# Worship Bragging Rights?



## dcomin (Aug 15, 2008)

Just came across this t-shirt at the Lark News web site... might have to get me one!


----------



## VictorBravo (Aug 15, 2008)

dcomin said:


> Just came across this t-shirt at the Lark News web site... might have to get me one!



I'm sure that will advance the RPW cause into the mainstream!


----------



## Christusregnat (Aug 15, 2008)

victorbravo said:


> I'm sure that will advance the RPW cause into the mainstream!



Looks more like the APW...............



















The Arrogant Principal of Worship 

Adam


----------



## DMcFadden (Aug 15, 2008)

Doug,

I thought you would be more in this tradition . . .
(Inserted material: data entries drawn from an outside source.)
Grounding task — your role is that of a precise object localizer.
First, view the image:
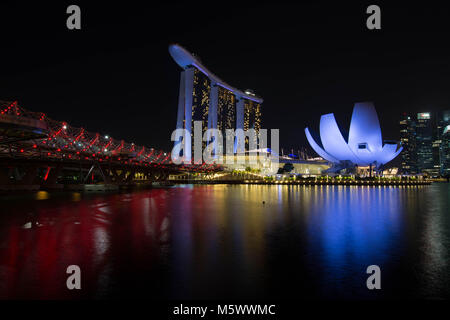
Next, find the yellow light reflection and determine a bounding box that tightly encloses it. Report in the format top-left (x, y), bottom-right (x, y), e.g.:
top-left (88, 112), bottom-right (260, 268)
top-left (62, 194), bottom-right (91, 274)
top-left (72, 192), bottom-right (81, 201)
top-left (35, 191), bottom-right (49, 200)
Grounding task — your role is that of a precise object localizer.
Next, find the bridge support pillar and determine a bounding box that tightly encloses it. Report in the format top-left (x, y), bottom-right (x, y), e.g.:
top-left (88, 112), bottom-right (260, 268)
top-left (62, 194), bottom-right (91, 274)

On the other hand, in light of what is happening tomorrow, this might be appropriate . . .


----------



## Sonoftheday (Aug 15, 2008)

dcomin said:


> Just came across this t-shirt at the Lark News web site... might have to get me one!



Would it be wrong of me to buy that shirt as a gift for some of my friends?  It such a weird thing to be proud of, but to be fair if the shirt said "I read my Bible better than you." it would certainly express the sinful pride that is so often in my heart.


PS what is happening tommorow??


----------